It’s easy to feel like you’re in reactive mode when it comes to technology systems. If your business is highly sensitive to process and data sharing, you may be chasing after all the latest technology to remain competitive. There’s an alternative. For the health of your business and long-term productivity, a technology roadmap is in order.
A technology roadmap is structured around your business workflow and goals and rooted in process, priorities and productivity. What do you want to achieve as a business and how can technology help you get there?
It begins with an assessment of your IT system’s strengths and weaknesses. What’s working? Where are the bottlenecks? Lay out your IT system graphically including all the connectedness, bottlenecks and opportunities for improvement. Consider all aspects of your business like process and efficiency, customer service, data security and employee business communications.

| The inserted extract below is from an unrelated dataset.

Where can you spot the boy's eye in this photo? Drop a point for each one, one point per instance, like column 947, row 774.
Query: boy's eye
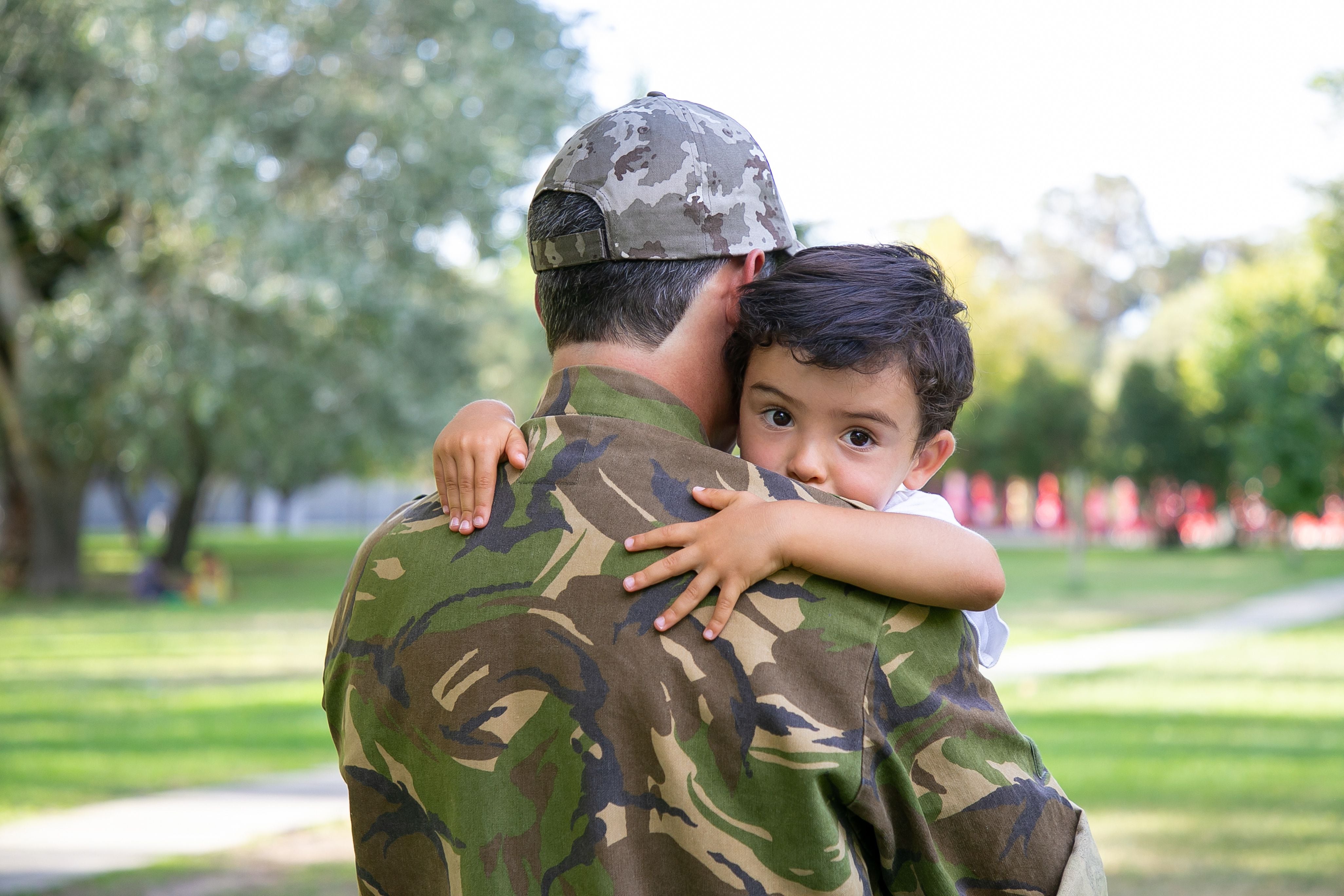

If you’ve been adding technology as a band-aid to quickly solve problems, creating a technology roadmap can move you to a more planful state. “Many businesses don’t have a plan for technology acquisition. They traditionally add technology as a means of addressing an immediate problem, which can set the stage for future problems (i.e. roadblocks),” says blogger Peter Alexander is this article for Entrepreneur Magazine.
Now, it gets messy before it gets streamlined. Take your current technology diagram (it’s not a technology roadmap just yet) and ideas gathered in the process phase and sit down with your IT provider. Ask:
1. What is the technology solution for each business goal/ challenge we have?

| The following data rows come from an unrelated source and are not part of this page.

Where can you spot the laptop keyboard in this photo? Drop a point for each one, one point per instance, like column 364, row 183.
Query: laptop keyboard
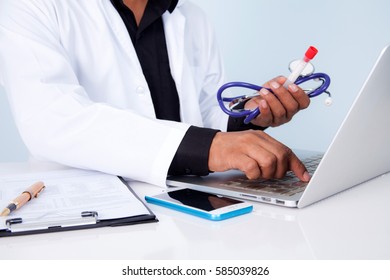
column 288, row 185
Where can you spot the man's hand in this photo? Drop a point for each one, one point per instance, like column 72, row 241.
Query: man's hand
column 255, row 153
column 280, row 107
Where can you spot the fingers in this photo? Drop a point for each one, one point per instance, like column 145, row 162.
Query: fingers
column 298, row 168
column 255, row 153
column 281, row 106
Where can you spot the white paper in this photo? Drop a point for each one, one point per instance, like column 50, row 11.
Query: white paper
column 67, row 193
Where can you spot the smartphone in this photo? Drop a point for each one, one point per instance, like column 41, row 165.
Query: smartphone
column 205, row 205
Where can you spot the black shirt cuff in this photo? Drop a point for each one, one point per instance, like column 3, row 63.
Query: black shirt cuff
column 192, row 156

2. What is the ideal order of integration of these technologies? Do some build on others? Can you get improvements in multiple areas from one technology upgrade (i.e. customer service and process efficiencies combined)?

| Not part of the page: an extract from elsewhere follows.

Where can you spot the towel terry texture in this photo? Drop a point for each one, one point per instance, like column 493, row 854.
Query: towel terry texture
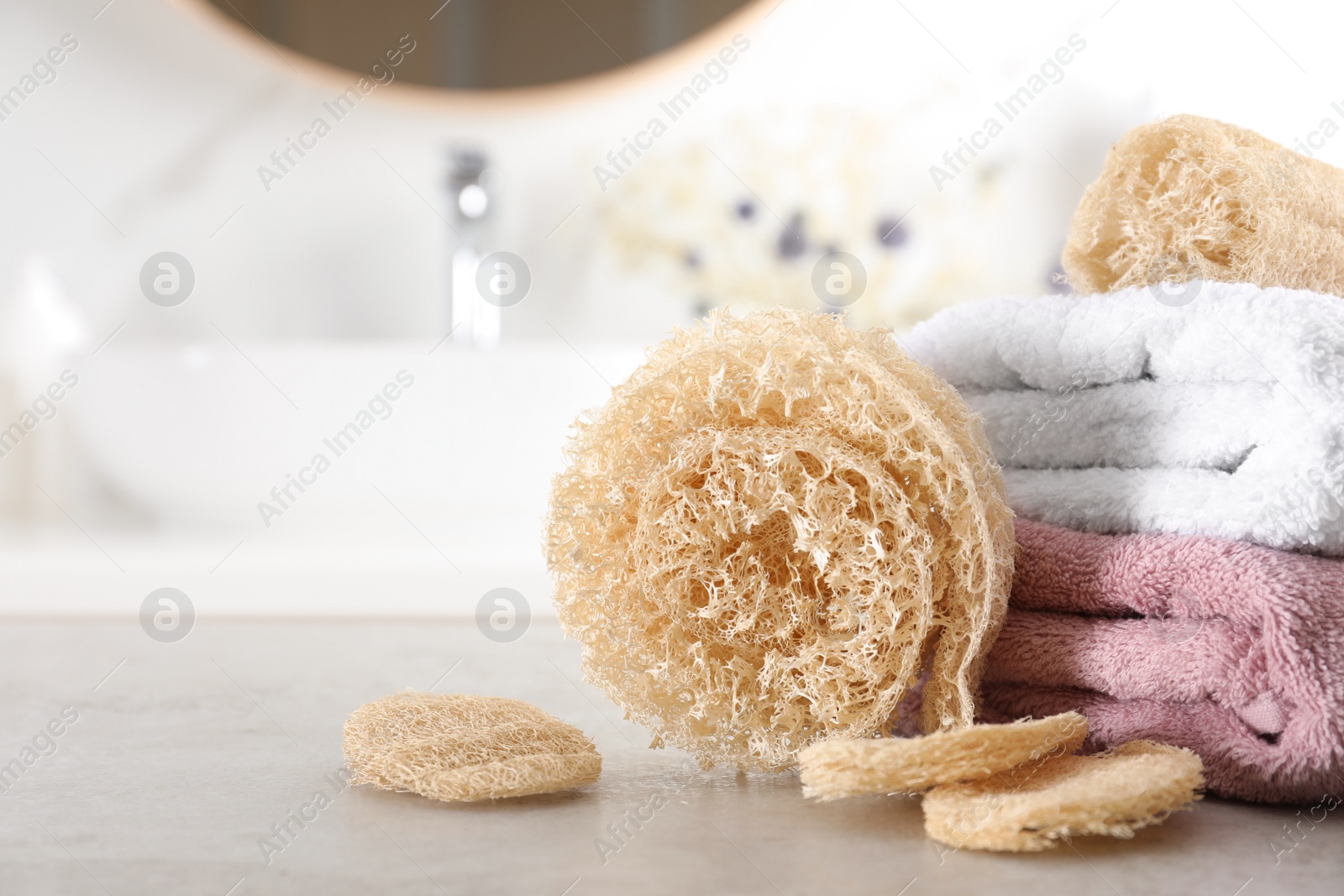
column 1128, row 412
column 1230, row 649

3. What is the length of time required for implementation? And what time of year that is optimal for implementation?
4. What other factors are involved? For example, who in your business needs to dedicate time to any specific technology enhancement, who and what processes are affected, etc.
5. What is our priority to reach our long-term goal? Our short-term, possibly higher-risk/ higher-reward, goal?
6. What does each solution cost in terms of hardware, software, tech support, employee productivity? Put a price range on it!
By consolidating these elements — solutions, order, timing, level of involvement required by business leaders/employees, long and short-term goals and price – you can evaluate and set priorities. CSI Onsite’s techs are also information architects who specialize in business workflow and technology roadmapping. They can offer insight and expertise throughout this process so everyone is on board with the roadmap and understands the reasoning, process and logistics behind it.
Now that your business is officially roadmapped and wired to your business goals, you can move into proactive mode. This mode recognizes that the speed of business and technology present an ever changing landscape. And it asserts that if you have a solid relationship with your IT provider, you can make technology-related decisions with confidence.
Your technology roadmap also allows you to stay on the path to reach long-term goals and veer off-path to take some calculated risks to push your business into growth mode and/or maintain your competitive advantage. Ultimately, with your map in place, your business now operates with a focus on productivity and growth. Happy mapping!